Les douves de bois d'un même meuble peuvent provenir de plusieurs bateaux. Les travailleurs disposent les pièces et improvisent un arrangement qui convient, résolvant le puzzle en utilisant leurs sentiments naturels pour l'esthétique et la beauté pour guider le processus. La plupart des artisans n'ont aucune formation formelle en design, et pourtant ils affichent une intuition pour le processus comme si cela coulait dans leurs veines . Ils parviennent à un équilibre de forme et de couleur qui ferait la fierté d'un artiste zen.

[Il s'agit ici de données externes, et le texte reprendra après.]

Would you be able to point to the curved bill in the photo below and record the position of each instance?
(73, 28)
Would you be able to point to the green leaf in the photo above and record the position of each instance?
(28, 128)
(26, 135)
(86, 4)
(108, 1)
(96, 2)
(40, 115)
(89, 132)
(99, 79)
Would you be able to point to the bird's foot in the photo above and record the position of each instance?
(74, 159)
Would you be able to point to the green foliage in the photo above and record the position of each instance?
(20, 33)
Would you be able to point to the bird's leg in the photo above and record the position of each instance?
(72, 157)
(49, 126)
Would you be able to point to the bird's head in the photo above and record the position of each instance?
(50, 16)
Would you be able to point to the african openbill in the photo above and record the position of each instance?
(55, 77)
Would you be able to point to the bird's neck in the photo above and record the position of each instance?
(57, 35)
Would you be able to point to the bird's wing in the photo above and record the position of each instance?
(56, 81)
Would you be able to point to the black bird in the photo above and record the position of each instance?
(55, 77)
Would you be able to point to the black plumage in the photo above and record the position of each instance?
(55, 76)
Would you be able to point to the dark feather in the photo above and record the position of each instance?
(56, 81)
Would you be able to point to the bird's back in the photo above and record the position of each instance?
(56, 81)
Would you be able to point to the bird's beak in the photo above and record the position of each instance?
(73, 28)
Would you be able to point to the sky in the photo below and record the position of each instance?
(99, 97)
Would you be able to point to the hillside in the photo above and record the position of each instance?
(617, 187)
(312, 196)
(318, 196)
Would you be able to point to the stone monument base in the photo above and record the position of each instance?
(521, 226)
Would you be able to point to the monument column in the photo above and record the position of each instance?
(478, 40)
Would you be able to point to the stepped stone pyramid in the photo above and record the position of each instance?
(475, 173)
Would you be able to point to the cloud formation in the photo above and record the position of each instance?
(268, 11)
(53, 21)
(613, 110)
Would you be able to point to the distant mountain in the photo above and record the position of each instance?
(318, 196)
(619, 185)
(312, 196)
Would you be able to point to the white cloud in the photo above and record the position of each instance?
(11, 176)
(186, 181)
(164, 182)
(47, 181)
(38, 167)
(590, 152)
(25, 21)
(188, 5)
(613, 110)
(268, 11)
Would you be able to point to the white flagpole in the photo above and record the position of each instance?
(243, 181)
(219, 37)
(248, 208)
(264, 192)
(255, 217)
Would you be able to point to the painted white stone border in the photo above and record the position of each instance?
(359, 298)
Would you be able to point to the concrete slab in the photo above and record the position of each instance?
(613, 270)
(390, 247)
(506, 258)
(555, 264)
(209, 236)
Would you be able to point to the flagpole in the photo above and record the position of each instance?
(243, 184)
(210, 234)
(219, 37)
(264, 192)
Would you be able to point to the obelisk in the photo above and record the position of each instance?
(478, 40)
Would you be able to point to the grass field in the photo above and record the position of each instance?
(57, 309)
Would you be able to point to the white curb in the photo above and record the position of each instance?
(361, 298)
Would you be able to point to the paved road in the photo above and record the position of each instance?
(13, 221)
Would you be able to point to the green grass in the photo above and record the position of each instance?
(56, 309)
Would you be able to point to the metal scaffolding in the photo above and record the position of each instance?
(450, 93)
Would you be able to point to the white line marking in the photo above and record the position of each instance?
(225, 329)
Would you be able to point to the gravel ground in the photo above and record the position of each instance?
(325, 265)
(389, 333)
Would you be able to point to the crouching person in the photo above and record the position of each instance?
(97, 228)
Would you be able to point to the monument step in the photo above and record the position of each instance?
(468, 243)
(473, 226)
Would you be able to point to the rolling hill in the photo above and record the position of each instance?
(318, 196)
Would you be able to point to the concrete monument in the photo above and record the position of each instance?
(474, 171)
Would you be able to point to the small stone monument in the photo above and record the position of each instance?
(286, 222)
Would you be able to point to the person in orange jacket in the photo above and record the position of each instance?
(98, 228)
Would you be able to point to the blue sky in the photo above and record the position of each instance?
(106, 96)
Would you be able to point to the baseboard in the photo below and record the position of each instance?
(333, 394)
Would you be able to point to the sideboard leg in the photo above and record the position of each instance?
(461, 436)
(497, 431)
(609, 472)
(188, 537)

En créant la pièce finale, Artemano oppose le bois aux lignes droites du métal monochrome pour créer une esthétique industrielle sophistiquée. Il tire son authenticité de la force impressionnante et de l'histoire accidentée du bois.
Là où la peinture a été entièrement décapée, le bois brut parle de lui-même dans un langage de teintes délavées et de fissures profondes. Ici et là, de minuscules encoches pourraient être les petites notes d'un skipper à lui-même. Peut-être que celui-ci enregistre combien de poissons ont été pêchés un jour particulier ? Peut-être que là-bas, nous avons les initiales des membres de l'équipage qui doivent travailler ? Il est impossible de vraiment le savoir, mais le mystère ne fait que donner de l'allure à la pièce.